I’ll do it tomorrow.

We’ve all done this. Postponed doing something till tomorrow. 

We can get so creative when it comes to thinking of different excuses why we can’t do something. We are too tired, too busy, too many other things on our minds. 

This is especially noticeable when it comes to work. 

One task after another, too many distractions, working on several projects at the same time  – and voila – you end up postponing quite a few tasks until tomorrow.

No worries, I will have enough time to do it tomorrow.

What happens when that dreaded tomorrow comes? 

Do we really have the time to complete the tasks?

Before you even know it, you get caught in a vicious circle of procrastination day after day, because as the old Spanish proverb says – Tomorrow is often the busiest day of the week.

So, the question is..

How do we end up procrastinating and coming up with excuses about the tasks that we were supposed to complete?

Let’s start with answering this question by looking into the reasons we procrastinate in the first place. 

Why do we procrastinate?

Procrastination is an old dilemma. As old as the chicken or the egg dilemma. 

Psychiatrists and psychologists have been looking into the reasons we create excuses in our heads for quite some time now. The reasons we are quick to justify our behavior and actions rarely have anything to do with logic. The more we let things pile up at work, the more we feel confident about our avoidance tactics. 

However, social scientists argue that we really DO have too much work to do, which is the number one reason we procrastinate. 

Teresa Amabile, the coauthor of The Progress Principle, explains that “many people procrastinate because they fear the drudgery or the difficulty of the task they are avoiding.” But, only getting things done will make fear go away, right? 

What do our brains think?

The brain tries to protect us by removing the burden of responsibility. 

Without the responsibility, we start to feel more confident about the results we will (perhaps) accomplish tomorrow. 

When a person doesn’t know their own foibles and shortcomings, there’s a high probability that the work will be put off. 

Science explains that procrastination is a result of having two parts of our brain fight for dominance when we come across an unpleasant situation: the limbic system and the prefrontal cortex. 

Limbic system is our unconscious side that includes the pleasure center and the prefrontal cortex is a newer portion of the brain that deals with information and decision making process. So, why are these two parts of the brain in constant disagreement? 

Limbic is one of the oldest and most dominant portions of the brain. As such, it involves and deals with the strategies for our basic survival. In a word, this part of the brain is automatic and involves our instincts. 

You know you need to pull your hand away from the fire because of the limbic system.

The prefrontal cortex is the part of the brain that controls instincts and stimulus, and thus, separates humans from animals. 

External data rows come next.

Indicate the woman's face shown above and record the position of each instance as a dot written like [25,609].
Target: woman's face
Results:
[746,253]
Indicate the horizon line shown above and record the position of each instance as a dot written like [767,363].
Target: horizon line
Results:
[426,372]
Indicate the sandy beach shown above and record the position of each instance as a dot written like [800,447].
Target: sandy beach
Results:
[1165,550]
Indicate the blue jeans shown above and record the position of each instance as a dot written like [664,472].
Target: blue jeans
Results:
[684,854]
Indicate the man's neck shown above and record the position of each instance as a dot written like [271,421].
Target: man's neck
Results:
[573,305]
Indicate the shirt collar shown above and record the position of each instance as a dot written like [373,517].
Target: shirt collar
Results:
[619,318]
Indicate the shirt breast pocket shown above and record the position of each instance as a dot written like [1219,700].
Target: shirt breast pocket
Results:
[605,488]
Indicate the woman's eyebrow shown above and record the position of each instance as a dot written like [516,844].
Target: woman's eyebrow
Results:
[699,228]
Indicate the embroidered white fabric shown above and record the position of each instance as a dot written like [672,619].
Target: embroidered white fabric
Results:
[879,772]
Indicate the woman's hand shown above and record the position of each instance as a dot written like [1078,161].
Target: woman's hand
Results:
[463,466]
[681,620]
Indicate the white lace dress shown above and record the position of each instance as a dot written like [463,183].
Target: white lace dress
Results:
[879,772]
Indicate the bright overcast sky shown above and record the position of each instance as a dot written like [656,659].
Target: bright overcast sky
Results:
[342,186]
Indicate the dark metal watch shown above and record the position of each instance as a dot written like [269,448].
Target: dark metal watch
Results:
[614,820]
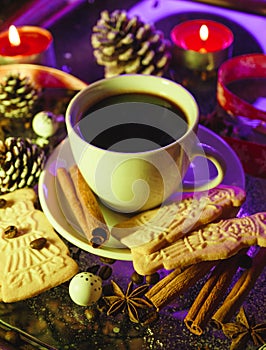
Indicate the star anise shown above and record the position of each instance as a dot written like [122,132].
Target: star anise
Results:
[243,330]
[131,301]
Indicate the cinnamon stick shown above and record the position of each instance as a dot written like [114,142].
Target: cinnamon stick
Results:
[84,206]
[211,295]
[240,290]
[177,282]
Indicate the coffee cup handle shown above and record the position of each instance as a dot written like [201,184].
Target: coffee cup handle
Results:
[216,158]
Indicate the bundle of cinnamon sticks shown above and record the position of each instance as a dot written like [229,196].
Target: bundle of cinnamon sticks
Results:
[213,303]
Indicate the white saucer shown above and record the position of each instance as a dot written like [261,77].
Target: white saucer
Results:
[53,204]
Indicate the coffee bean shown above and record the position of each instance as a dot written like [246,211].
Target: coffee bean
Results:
[105,272]
[93,269]
[109,261]
[137,278]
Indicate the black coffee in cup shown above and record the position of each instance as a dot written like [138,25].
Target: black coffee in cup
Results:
[132,122]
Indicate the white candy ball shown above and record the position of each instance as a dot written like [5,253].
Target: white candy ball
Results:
[85,288]
[44,124]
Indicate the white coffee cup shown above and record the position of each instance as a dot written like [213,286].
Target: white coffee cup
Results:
[145,175]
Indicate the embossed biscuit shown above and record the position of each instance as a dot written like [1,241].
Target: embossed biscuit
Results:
[214,241]
[154,229]
[24,271]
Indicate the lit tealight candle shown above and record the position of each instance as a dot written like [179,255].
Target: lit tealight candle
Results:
[202,44]
[27,44]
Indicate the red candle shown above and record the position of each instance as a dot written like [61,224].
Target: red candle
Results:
[205,44]
[26,44]
[190,35]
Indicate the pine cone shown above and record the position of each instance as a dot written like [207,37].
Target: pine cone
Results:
[126,45]
[21,163]
[18,97]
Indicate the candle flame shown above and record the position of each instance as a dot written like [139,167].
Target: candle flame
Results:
[204,32]
[13,36]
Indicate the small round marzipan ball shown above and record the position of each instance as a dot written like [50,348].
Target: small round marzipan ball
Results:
[45,124]
[85,288]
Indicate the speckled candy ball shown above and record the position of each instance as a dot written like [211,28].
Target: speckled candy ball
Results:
[85,288]
[44,124]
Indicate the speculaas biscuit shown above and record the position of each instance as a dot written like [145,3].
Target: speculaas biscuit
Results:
[27,268]
[215,241]
[155,229]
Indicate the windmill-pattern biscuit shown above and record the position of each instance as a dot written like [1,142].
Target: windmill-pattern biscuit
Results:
[154,229]
[25,271]
[214,241]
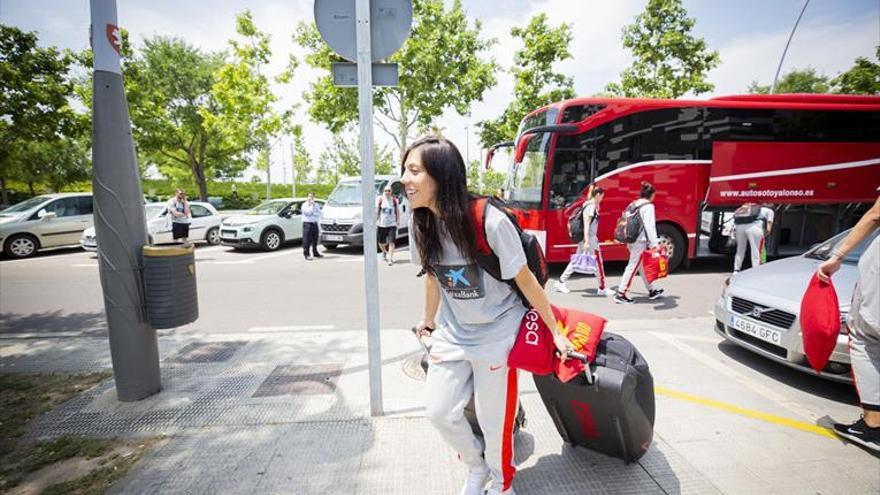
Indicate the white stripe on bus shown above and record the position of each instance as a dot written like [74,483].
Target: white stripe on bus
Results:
[652,163]
[801,170]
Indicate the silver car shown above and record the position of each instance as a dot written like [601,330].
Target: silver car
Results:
[51,220]
[759,308]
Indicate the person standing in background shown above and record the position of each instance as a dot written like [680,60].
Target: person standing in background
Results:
[311,212]
[752,223]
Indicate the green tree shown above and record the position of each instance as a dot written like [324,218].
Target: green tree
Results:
[795,81]
[441,67]
[668,61]
[535,82]
[343,156]
[863,78]
[35,88]
[492,179]
[302,160]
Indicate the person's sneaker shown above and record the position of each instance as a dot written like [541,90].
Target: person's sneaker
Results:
[561,287]
[860,433]
[476,480]
[496,490]
[622,299]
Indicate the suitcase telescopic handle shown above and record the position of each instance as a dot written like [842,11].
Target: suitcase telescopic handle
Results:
[588,372]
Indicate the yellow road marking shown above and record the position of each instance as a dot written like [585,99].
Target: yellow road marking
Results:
[749,413]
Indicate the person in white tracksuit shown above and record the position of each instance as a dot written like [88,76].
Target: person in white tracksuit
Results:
[589,245]
[647,240]
[863,323]
[752,234]
[479,316]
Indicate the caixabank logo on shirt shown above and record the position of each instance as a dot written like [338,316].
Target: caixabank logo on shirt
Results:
[462,281]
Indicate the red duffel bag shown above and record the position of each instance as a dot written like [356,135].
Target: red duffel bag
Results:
[533,349]
[820,322]
[655,263]
[583,331]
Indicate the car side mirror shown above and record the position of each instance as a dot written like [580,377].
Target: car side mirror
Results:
[46,215]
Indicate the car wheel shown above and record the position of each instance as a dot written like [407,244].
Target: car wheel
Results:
[271,240]
[213,236]
[21,246]
[676,248]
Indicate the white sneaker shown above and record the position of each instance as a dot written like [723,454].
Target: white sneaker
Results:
[496,490]
[476,480]
[561,287]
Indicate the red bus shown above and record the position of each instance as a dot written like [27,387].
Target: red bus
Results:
[814,158]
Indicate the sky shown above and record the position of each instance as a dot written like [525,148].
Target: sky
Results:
[748,34]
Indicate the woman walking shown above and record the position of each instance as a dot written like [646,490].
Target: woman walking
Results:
[478,317]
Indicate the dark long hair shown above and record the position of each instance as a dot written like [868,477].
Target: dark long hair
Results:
[442,161]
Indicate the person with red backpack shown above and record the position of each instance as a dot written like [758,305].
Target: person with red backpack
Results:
[588,233]
[752,224]
[479,315]
[639,233]
[387,220]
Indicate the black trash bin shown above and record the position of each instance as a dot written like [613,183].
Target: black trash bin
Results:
[170,286]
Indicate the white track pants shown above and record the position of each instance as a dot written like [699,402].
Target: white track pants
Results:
[449,387]
[753,234]
[635,264]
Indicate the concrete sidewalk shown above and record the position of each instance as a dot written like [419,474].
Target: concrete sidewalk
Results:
[289,413]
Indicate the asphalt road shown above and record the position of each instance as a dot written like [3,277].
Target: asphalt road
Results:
[240,291]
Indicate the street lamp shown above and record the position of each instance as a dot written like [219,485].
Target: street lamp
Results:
[790,36]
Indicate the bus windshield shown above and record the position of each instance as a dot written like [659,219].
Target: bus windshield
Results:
[526,182]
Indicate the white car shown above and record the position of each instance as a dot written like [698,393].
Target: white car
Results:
[267,226]
[205,225]
[51,220]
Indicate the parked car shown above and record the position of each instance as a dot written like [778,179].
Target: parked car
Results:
[341,221]
[759,308]
[205,225]
[47,221]
[267,226]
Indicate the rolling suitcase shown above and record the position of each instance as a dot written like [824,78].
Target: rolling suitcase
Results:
[470,410]
[611,409]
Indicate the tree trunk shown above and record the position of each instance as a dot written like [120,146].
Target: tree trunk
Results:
[4,197]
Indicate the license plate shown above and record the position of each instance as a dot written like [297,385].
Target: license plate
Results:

Unlike the limbic system, the prefrontal cortex needs to be “stimulated” to get the job done, it is not automatic, but “conscious part” of our brain, thus when we are not present and consciously engaged in work or other activities, the unconscious part takes over. 

The conclusion? 

We put off things for tomorrow when the limbic system wins. 

Our mind tends to make the tasks or work seem scary and daunting, and the logical reaction of the brain is to do anything to avoid pain or embarrassment. 

This is the moment when I’ll-do-it-later-behaviour happens.